Diario de Cuba’s recent editorial called on Spanish Partido Popular activist Angel Carromero to speak in public about the car crash last July where he was driving and dissidents Oswaldo Paya and Harold Cepero were killed. It also called on the family to provide whatever evidence it has for its assassination theory, and to provide text messages it claims to have received rather than just make reference to them.
That’s a reasonable thing to ask if you want to settle the
matter – but not to Rosa Maria Paya, Oswaldo’s daughter, who fired
back, saying it’s wrong to make demands of victims rather than the
executioner. She has since apologized.
Carromero remains silent; he appeared
at a public ceremony and said nothing to the press.
Meanwhile, Spaniards are questioning the political patronage
that places people like Carromero, who has no college degree, in nice
government jobs with vague duties at a time when many are suffering
economically.
Carromero’s political associates are silent too, no longer
talking about his
need to get his memories in order before speaking out.
Carromero and his companion Aron Modig – who has said all
along that he was sleeping and has no memories to reconstruct – are out of
danger and face no impediment to speaking out.

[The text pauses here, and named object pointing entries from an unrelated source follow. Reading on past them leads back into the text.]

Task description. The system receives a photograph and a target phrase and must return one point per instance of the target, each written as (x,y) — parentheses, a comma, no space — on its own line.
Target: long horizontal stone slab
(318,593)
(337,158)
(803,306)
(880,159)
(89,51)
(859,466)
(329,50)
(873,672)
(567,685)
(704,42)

No one has backed up the insinuation that their car was rammed and run
off the road – not Carromero and Modig, nor the Paya family, nor Paya’s
political associates, nor the Spanish and Swedish political parties that sent
two young activists on an “assistance” mission that resulted in the death of
two Cubans.
What could Carromero possibly remember now that he could not
recall since last July, or in the weeks since his return to Spain? And what can we conclude from this collective
silence, other than that it was a one-car accident, as Carromero said in Cuba?